Fine Tuning Whisper on Custom Dataset

Whisper is a leading open-source model used for converting speech to text. Developed by OpenAI, Whisper has been trained on a diverse array of languages and speech conditions using extensive data. Despite its advanced capabilities, Whisper sometimes struggles with transcribing new or unusual types of audio. To address this, it’s essential to fine-tune the model on specific datasets. In this article, we’ll guide you through the process of fine tuning Whisper using a custom dataset tailored for Automatic Speech Recognition in Air Traffic Control. This not only enhances transcription accuracy but also boosts safety in real-world operations.

By the end of this article, you’ll know how to adjust Whisper to work effectively with your own data. Additionally, we’ll explore how different versions of Whisper – Tiny, Base, and Small – perform in terms of processing speed and accuracy with practical examples from our tests.

Figure 1. Fine Tuning Whisper on Custom Dataset

We aim to make the smaller versions of Whisper performant on a specific audio dataset where the pretrained models perform poorly. In this article, we will explore the following topics in detail while fine tuning Whisper Small model:

Understanding the dataset – We will use the Air Traffic Control audio dataset for fine tuning Whisper.
Going through the fine tuning code – We will start with the dataset preparation and eventually fine-tune the Whisper model on the custom dataset.
Comparing error rates and inference time – We will use Word Error Rate (WER) as the benchmark metric and also compare the inference time for each of the fine tuned Whisper models.

The Air Traffic Control Dataset
Whisper Models for Fine Tuning on the Air Traffic Control Dataset
Fine Tuning Whisper on Custom Dataset for Air Traffic Control Audio
Comparing Fine Tuned Whisper Tiny, Base, and Small Models
Inference Time Comparison of the Fine Tuned Whisper Models
Gradio UI for Whisper Fine Tuning
Key Takeaways
Conclusion

The Air Traffic Control Dataset

The atco2-asr-atcosim dataset will be used for fine tuning Whisper. It is a combination of two different Air Traffic Control (ATC) operator speech audios.

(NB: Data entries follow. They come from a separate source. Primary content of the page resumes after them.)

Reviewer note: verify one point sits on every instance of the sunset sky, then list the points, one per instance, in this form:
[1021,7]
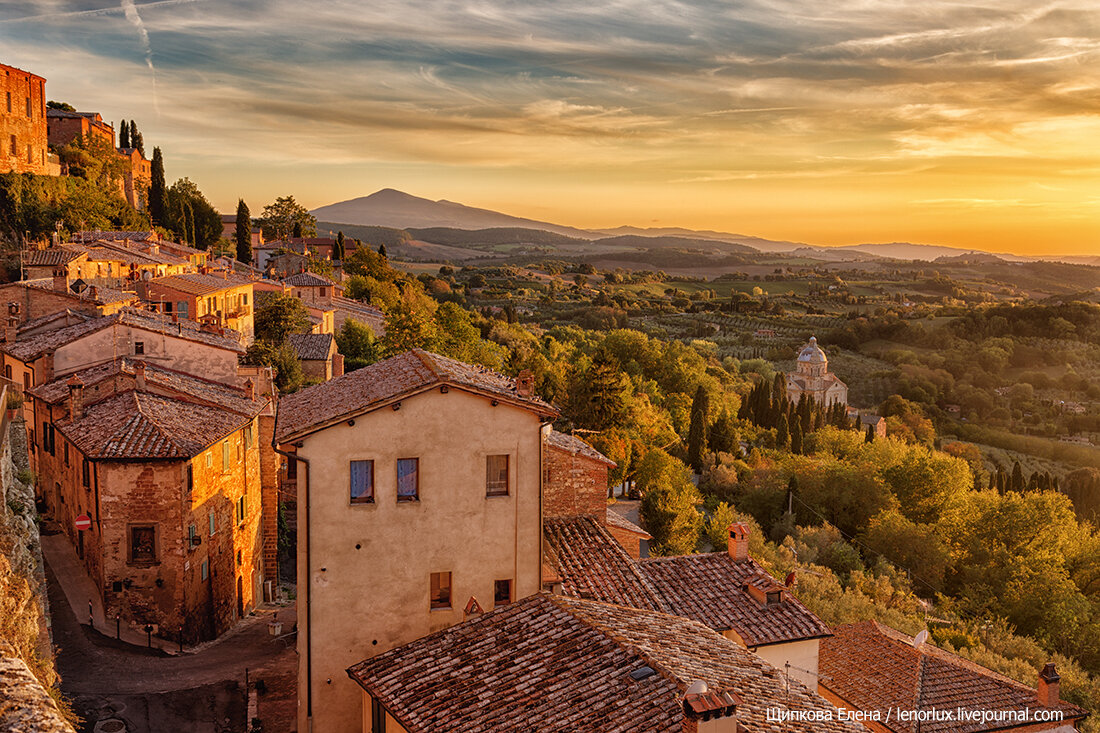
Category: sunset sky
[827,122]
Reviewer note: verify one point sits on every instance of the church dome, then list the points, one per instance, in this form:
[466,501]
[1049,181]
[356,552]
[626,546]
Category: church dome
[812,352]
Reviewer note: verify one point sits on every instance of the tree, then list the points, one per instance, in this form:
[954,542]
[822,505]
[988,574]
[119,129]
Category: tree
[696,433]
[243,232]
[281,316]
[157,190]
[285,217]
[358,345]
[338,249]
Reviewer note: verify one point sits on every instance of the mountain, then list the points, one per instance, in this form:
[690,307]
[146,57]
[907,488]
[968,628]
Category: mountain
[397,209]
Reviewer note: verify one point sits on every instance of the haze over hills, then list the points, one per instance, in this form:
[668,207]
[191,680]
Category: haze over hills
[400,210]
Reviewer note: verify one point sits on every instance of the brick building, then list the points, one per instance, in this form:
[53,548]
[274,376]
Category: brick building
[64,127]
[167,467]
[23,139]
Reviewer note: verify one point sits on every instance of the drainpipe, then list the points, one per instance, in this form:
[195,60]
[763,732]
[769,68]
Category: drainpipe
[309,594]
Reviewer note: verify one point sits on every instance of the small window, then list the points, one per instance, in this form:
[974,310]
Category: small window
[440,590]
[496,476]
[502,592]
[408,479]
[362,482]
[143,544]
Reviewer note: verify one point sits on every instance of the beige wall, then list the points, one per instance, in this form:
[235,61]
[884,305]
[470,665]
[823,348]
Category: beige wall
[801,655]
[209,361]
[370,599]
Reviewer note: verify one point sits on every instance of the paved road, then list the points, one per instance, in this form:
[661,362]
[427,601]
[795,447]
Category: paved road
[153,692]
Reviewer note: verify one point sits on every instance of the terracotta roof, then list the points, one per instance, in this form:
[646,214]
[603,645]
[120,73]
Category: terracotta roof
[553,664]
[157,379]
[711,589]
[195,283]
[402,375]
[54,255]
[35,346]
[593,565]
[307,280]
[876,667]
[139,425]
[616,520]
[573,445]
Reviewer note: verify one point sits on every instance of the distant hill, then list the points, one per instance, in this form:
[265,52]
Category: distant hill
[394,208]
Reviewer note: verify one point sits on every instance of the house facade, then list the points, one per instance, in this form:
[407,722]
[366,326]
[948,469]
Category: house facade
[418,483]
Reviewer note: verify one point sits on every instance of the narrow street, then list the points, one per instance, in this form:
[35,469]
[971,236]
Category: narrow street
[131,689]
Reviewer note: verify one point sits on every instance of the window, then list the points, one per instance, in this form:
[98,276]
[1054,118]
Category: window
[362,482]
[408,479]
[440,590]
[143,544]
[502,592]
[496,476]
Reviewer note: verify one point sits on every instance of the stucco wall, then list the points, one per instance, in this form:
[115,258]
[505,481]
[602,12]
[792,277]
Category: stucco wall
[371,564]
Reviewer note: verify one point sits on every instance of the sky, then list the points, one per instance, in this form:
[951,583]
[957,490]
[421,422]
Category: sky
[942,122]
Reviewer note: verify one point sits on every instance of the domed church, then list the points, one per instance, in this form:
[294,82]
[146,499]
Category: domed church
[813,379]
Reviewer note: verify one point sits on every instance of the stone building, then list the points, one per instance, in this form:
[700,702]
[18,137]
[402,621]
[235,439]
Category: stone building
[23,140]
[812,379]
[419,488]
[64,127]
[167,467]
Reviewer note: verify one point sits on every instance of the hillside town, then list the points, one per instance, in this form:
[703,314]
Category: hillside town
[428,538]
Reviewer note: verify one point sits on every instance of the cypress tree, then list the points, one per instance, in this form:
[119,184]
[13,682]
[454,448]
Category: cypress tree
[696,433]
[157,190]
[243,232]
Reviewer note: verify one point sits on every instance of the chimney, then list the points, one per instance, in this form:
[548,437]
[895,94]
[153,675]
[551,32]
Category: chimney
[61,280]
[738,546]
[1048,687]
[76,397]
[710,710]
[525,383]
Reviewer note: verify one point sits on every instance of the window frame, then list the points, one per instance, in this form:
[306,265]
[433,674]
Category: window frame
[367,495]
[491,482]
[436,583]
[416,495]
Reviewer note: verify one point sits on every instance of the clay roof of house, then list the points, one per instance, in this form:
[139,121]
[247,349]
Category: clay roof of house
[593,565]
[573,445]
[875,667]
[553,664]
[398,376]
[311,347]
[157,379]
[195,283]
[54,255]
[307,280]
[40,343]
[711,589]
[140,425]
[616,520]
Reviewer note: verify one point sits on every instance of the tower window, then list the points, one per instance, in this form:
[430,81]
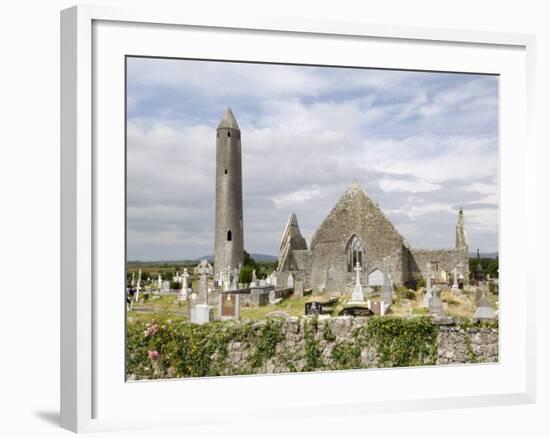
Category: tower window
[354,252]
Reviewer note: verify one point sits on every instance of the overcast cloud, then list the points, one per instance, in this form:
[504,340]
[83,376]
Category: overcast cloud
[421,144]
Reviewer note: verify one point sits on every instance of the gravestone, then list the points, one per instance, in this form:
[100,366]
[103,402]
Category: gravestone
[138,286]
[201,314]
[254,279]
[455,287]
[185,284]
[428,294]
[259,296]
[203,270]
[375,278]
[386,287]
[484,309]
[435,304]
[229,306]
[290,281]
[313,308]
[356,311]
[299,289]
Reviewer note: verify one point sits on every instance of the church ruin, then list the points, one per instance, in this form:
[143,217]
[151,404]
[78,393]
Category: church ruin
[355,236]
[356,233]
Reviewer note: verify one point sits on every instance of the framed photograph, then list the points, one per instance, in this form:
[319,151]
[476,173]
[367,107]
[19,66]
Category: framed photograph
[250,209]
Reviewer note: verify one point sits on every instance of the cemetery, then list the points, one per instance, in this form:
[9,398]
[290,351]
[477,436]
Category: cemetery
[358,297]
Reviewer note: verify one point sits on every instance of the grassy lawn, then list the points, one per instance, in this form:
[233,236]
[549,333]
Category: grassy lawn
[167,306]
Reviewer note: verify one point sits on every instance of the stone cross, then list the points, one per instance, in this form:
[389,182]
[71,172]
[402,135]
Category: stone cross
[138,287]
[185,276]
[455,281]
[357,294]
[460,272]
[203,270]
[232,279]
[253,277]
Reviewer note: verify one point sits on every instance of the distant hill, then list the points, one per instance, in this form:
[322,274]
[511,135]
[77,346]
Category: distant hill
[257,257]
[484,255]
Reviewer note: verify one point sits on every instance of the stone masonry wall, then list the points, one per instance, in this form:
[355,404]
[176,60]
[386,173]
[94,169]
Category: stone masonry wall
[307,344]
[447,259]
[456,344]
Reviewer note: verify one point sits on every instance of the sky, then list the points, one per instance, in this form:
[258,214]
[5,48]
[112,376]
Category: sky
[421,144]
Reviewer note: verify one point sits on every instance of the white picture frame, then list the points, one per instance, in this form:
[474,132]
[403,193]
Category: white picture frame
[92,42]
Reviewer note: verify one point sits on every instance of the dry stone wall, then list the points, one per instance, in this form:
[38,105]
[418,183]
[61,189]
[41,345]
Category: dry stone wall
[308,344]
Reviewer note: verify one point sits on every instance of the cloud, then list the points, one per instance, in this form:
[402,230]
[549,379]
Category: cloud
[421,144]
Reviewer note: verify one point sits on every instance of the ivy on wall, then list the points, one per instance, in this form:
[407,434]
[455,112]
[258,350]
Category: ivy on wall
[166,349]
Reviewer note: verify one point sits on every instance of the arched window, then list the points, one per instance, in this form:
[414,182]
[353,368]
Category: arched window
[355,252]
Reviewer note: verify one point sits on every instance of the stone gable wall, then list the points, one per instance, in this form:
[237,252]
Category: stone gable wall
[448,259]
[356,214]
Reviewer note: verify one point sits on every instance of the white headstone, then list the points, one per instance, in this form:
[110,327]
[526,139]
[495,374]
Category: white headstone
[254,279]
[200,314]
[455,280]
[138,287]
[290,281]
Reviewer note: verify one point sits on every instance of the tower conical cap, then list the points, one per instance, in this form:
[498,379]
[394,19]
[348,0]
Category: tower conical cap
[228,120]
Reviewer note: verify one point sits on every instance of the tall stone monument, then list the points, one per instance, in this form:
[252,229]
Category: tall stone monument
[228,246]
[387,287]
[428,295]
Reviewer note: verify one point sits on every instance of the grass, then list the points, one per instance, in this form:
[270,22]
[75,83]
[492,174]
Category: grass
[453,305]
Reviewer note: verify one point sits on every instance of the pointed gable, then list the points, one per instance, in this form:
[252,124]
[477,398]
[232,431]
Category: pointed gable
[292,240]
[356,213]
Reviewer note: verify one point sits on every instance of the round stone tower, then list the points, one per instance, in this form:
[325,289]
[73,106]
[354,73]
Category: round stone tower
[228,246]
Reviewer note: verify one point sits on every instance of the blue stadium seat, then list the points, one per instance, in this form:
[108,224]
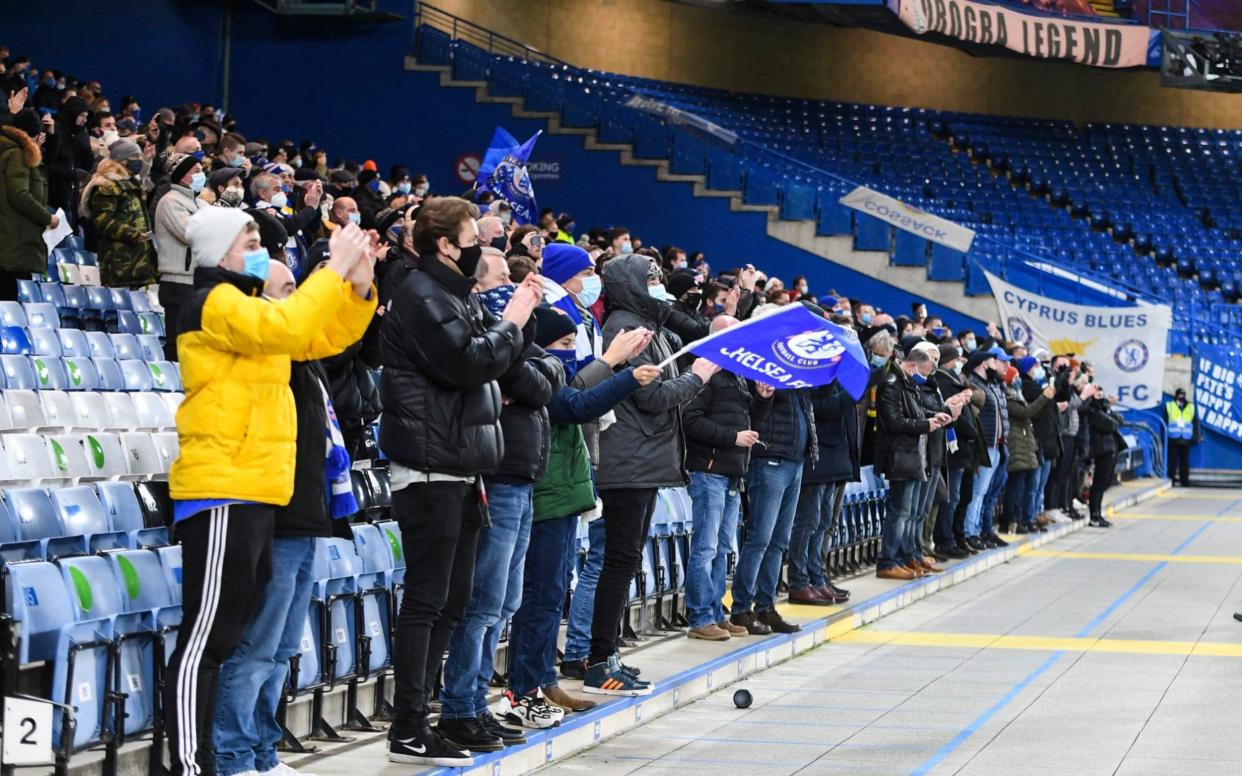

Following is a sample audio from the validation set.

As you may realize, these operator speech audios are extremely difficult to comprehend for the average listener. Although most of the conversations happen between the operator and the pilots, there are several reasons why an ASR (Automatic Speech Recognition) system for transcribing these audios can be beneficial.

Increased safety and performance.
Whether the instructions were clearly understood and followed or not.
For training the future workforce as well.

Using pretrained Whisper models on these audio files for ASR does not produce good results. This calls for the fine tuning of the models for better results.

Next let’s take a brief overview of the models that we will use for fine-tuning.

100K+ Learners
3 Hours of Learning

Join Free OpenCV Bootcamp

15K+ Learners
3 Hours of Learning

Join Free TensorFlow Bootcamp

10K+ Learners
8 Hours of Learning

Join Free PyTorch Bootcamp

Whisper Models for Fine Tuning on the Air Traffic Control Dataset

We want the results not only to be accurate but also to be fast as well. For this reason, we will not use the Whisper Medium and Large Models, rather, we will focus on three smaller variants: Whisper Tiny, Base, and Small.

The following table covers the details of the above three models.

Size	Parameters	English-only model	Multilingual model	Required VRAM	Relative speed
tiny	39 M	tiny.en	tiny	~1 GB	~32x
base	74 M	base.en	base	~1 GB	~16x
small	244 M	small.en	small	~2 GB	~6x

As we can see, the required VRAM for each of the models is within acceptable limits, even for real-time deployment. In fact, the Tiny and Base models are quite fast on the CPU as well.

Download Code To easily follow along this tutorial, please download code by clicking on the button below. It's FREE!

Click here to download the source code to this post

Fine Tuning Whisper on Custom Dataset for Air Traffic Control Audio

From this section onward, we will focus on the training code for fine tuning Whisper the custom dataset. Although we have three different models for fine-tuning, we will cover the code for the Whisper Small model only. All the Jupyter Notebooks, trained weights, and inference scripts are downloadable via the Download section.

Before we dive into the training code, the following are the libraries that we need:

datasets
transformers
accelerate
evaluate
jiwer
tensorboard
gradio

We are building on top of the PyTorch framework. All the necessary dependencies will be installed via the first code cell of the Jupyter Notebook.

The code here is present in the fine_tune_whisper_small_atco2.ipynb notebook.

Let’s start with the installation of all the necessary components.

!pip install --upgrade datasets[audio] transformers accelerate evaluate jiwer tensorboard gradio

The Import Statements

Next, import the below libraries and modules we will need throughout the notebook.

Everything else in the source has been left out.